How Do Investors Perceive Optimal Capital Structure? Evidence From Industry-Specific Risk Factors
50 Pages Posted: 9 Jun 2022
Date Written: May 31, 2022
Abstract
In this study, I examine the association between deviations from the optimal capital structure and firm-level stock returns and construct improved measures of industry-specific optimal capital structure. I then build an industry-specific risk factor based on this deviation. I compare the performance of multiple measures of optimal capital structure in revealing investors’ expectations and find that a positive (negative) deviation from the optimal capital structure is positively (negatively) associated with a stock’s excess return.
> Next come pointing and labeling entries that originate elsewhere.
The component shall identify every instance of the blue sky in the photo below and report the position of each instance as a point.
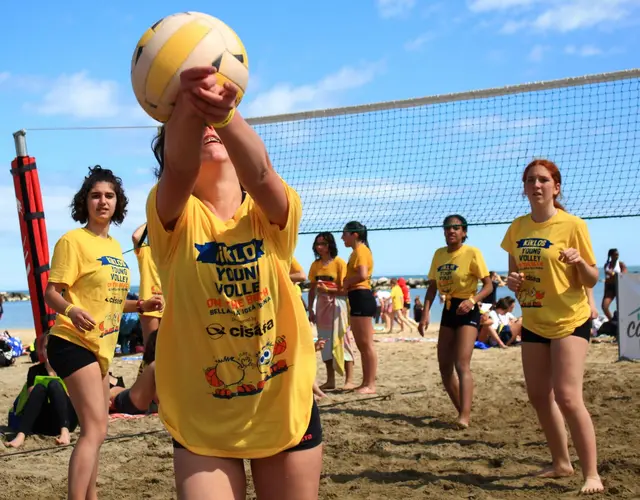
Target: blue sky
(68, 65)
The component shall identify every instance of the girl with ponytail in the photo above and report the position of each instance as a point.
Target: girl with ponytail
(551, 266)
(362, 303)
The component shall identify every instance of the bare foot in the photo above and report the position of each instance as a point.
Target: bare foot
(366, 390)
(462, 424)
(17, 441)
(64, 438)
(554, 472)
(592, 485)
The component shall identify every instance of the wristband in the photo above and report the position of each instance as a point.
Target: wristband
(226, 121)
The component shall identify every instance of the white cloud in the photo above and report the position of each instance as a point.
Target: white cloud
(537, 53)
(394, 8)
(287, 98)
(489, 5)
(583, 51)
(80, 96)
(556, 15)
(418, 42)
(577, 14)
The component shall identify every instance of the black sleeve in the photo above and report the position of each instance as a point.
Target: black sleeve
(34, 371)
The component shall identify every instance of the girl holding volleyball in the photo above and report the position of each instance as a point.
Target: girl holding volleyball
(551, 261)
(235, 361)
(455, 272)
(88, 286)
(362, 303)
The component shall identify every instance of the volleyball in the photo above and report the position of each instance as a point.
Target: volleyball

I attribute this association to the increase in investors’ perceived risk. I find that our improved measure of optimal capital structure performs better than alternative measures in capturing the movement of firms towards target leverage. Using the Fama and French (1993-2015) methodology of mimicking portfolios, I model deviations from the optimal capital structure as a risk factor. I find that this factor is significantly associated with the cross-section of stock returns and that a risk mimicking portfolio can explain the risk loading on the cross-sectional excess return that is not explained by other known risk factors. Furthermore, I use the Text Network Industry Classification (TNIC) developed by Hoberg and Phillips (2010, 2016) to show that our results are robust to the method used for industry classification.